Blunt looked over his shoulder at Poirot and Howard Raikes. ‘Can you bring that fellow along?’ he asked. ‘We’ll ring up the police and hand him over.’ Frank Carter opened his mouth, but no words came. He was dead white, and his knees were wilting. Howard Raikes hauled him along with an unsympathetic hand. ‘Come on you’ he said. Frank Carter murmured hoarsely and unconvincingly: ‘It’s all a lie…’
Howard Raikes looked at Poirot. ‘You’ve got precious little to say for yourself for a high-toned sleuth! Why don’t you throw your weight about a bit?’
‘I am reflecting, Mr Raikes.’
‘I guess you’ll need to reflect! I should say you’ll lose your job over this!

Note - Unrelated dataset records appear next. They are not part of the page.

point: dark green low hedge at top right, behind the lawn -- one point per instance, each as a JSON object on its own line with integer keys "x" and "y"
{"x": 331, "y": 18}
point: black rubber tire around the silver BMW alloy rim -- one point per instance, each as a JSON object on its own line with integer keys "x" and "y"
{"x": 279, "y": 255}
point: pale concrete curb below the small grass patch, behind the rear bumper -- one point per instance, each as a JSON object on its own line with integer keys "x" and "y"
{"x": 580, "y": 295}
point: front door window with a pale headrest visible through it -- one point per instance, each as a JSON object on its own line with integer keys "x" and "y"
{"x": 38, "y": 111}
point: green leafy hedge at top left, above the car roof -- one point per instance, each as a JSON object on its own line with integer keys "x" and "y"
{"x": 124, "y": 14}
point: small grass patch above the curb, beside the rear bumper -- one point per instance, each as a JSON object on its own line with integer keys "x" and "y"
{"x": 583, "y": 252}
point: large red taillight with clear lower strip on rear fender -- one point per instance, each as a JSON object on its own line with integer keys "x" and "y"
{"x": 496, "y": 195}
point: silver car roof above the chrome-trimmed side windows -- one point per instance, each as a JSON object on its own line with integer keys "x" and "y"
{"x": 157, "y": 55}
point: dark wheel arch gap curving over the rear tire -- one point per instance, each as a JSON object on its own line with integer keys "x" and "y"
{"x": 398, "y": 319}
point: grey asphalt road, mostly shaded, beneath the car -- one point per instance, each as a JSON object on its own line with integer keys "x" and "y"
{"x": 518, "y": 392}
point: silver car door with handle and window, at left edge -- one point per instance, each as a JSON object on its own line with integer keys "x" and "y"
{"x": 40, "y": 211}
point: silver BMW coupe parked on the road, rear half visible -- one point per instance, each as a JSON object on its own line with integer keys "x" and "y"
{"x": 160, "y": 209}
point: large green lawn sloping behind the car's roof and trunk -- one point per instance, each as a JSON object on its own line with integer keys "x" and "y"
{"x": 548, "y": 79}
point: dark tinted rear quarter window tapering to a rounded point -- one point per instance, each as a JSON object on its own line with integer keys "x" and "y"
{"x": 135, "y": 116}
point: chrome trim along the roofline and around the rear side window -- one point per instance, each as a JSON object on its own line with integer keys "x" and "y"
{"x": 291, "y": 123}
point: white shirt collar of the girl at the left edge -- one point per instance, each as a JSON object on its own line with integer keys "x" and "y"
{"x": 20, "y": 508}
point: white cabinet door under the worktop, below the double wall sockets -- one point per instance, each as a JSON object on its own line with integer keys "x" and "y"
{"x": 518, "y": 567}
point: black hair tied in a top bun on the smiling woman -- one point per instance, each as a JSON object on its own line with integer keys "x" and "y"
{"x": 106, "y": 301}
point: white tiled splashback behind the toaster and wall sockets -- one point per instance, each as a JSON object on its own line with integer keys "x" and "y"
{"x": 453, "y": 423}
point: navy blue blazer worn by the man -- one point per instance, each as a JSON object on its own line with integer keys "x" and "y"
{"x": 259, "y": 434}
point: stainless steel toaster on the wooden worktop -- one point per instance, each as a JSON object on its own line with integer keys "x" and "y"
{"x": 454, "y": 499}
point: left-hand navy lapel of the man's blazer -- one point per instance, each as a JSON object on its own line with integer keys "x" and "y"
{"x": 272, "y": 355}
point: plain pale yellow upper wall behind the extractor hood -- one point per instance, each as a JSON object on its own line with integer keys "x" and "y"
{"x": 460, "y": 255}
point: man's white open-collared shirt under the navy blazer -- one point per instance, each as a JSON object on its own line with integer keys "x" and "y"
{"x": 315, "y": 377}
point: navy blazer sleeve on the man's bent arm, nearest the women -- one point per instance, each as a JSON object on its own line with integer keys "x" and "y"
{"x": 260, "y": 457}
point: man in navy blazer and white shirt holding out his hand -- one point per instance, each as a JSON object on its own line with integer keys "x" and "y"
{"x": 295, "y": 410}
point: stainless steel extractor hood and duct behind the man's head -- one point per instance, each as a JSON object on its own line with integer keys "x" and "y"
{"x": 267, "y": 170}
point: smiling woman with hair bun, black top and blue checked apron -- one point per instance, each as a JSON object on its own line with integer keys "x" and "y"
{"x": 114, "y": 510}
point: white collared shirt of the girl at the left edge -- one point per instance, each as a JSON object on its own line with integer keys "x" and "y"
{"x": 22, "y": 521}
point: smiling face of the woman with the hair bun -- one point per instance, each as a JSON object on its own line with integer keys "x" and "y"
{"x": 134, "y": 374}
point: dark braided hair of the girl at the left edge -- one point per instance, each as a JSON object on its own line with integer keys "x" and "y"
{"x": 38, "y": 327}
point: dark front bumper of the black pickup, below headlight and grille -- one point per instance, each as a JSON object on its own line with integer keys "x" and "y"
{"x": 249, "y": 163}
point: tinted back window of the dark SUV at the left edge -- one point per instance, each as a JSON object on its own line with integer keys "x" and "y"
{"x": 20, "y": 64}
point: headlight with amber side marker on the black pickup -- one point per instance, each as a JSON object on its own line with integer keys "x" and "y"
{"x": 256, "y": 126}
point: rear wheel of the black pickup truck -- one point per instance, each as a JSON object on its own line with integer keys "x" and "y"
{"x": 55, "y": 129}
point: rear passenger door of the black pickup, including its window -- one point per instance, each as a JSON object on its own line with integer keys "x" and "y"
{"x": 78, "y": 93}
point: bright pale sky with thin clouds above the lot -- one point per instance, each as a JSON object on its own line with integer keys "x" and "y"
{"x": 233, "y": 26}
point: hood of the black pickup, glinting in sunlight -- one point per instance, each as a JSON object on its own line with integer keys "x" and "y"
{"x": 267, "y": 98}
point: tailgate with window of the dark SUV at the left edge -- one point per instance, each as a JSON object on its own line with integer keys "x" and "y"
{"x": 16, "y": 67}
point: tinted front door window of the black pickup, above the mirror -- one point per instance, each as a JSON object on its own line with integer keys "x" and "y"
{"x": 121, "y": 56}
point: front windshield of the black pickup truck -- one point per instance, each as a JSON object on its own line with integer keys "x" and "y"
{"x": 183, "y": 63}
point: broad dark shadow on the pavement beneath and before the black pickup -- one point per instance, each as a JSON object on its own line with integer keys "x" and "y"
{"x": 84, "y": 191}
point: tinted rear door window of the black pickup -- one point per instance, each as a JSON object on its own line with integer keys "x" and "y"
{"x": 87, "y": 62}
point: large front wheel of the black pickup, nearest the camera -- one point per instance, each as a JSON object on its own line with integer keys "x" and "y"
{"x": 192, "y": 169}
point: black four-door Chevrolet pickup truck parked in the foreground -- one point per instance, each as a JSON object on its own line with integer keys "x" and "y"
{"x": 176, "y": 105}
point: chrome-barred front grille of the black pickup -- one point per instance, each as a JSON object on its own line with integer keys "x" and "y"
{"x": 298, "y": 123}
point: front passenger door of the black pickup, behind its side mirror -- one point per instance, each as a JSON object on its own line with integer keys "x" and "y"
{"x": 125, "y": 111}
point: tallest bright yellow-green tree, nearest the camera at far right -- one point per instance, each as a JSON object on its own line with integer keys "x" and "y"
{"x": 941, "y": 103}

It isn’t thanks to you that Alistair Blunt is still alive at this minute.’
‘This is your second good deed of the kind, is it not, Mr Raikes?’
‘What the hell do you mean?’
‘It was only yesterday, was it not, that you caught and held the man whom you believed to have shot at Mr Blunt and the Prime Minister?’ Howard Raikes said: ‘Er—yes. I seem to be making a kind of habit of it.’
‘But there is a difference,’ Hercule Poirot pointed out. ‘Yesterday, the man you caught and held was not the man who fired the shot in question. You made a mistake.’